Le Conseil fédéral et le Parlement font preuve d’une résistance inhabituelle

Bilan au début de la session d’hiver 2018

par Marianne Wüthrich, docteur en droit

Le vote concernant l’initiative populaire fédérale pour l’autodétermination (IAD) a eu lieu. Seulement un tiers des électeurs ont soutenu cette proposition. L’une des principales raisons de ce résultat décevant est à nouveau une massive propagande basée en grande partie sur des contre-vérités délibérées. Le slogan «Non à l’initiative anti droits humains» et l’affirmation absurde qu’une adoption de l’initiative «entraînerait automatiquement la résiliation de centaines d’accords importants pour notre économie» étaient deux des pseudo-arguments mis en avant. Les raisons pour lesquelles ces affirmations sont erronées ont été présentées en détail dans les derniers «Horizons et débats». Une partie du contre-programme était aussi le dénigrement des auteurs de l’initiative, car l’UDC entrave depuis 26 ans (vote sur l’EEE de 1992) la voie en direction de Bruxelles.
Mais la déclaration de guerre ayant précédé cette votation et plusieurs autres des années passées et des années à venir sert à remettre en question l’importance fondamentale du peuple souverain en démocratie directe.

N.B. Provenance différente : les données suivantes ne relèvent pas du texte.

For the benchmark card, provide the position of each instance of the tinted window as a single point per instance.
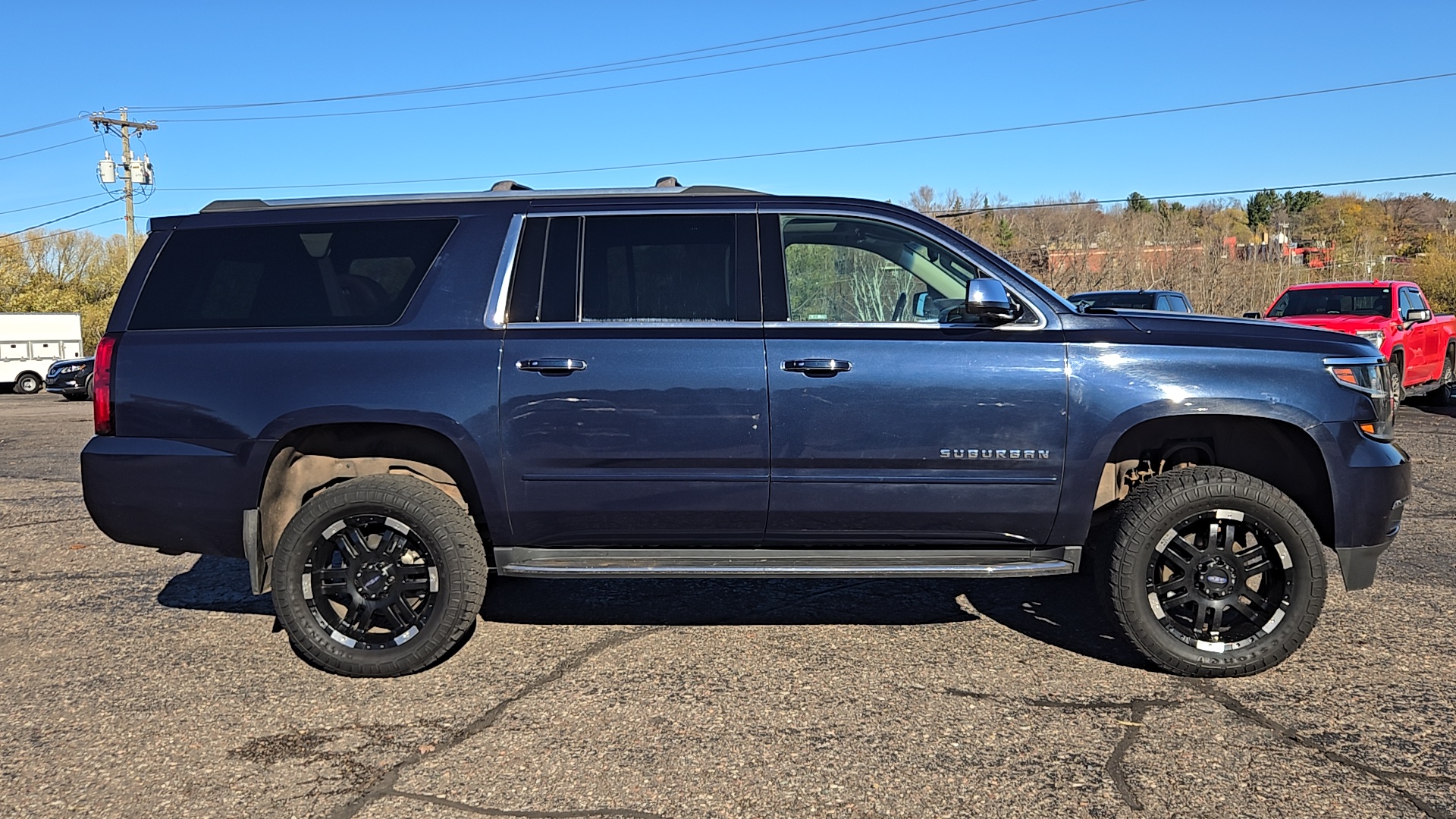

Le rejet de l’IAD n’est qu’un élément de la mosaïque du grand jeu poursuivant l’objectif d’éliminer les Etats souverains – et pas seulement la Suisse! En fin de compte, c’est donc le peuple suisse lui-même qui doit de manière récurrente s’opposer aux tentatives de briser les piliers fondamentaux du modèle suisse.
C’est le devoir de tout citoyen de maintenir et de renforcer cette résistance. Nous attendons de nos représentants élus d’être attentifs et persévérants dans la sauvegarde des droits du peuple et du Parlement. Après le vote, c’est avant les élections: les élections fédérales de l’automne 2019 arriveront à coup sûr – et elles montrent déjà de premiers effets!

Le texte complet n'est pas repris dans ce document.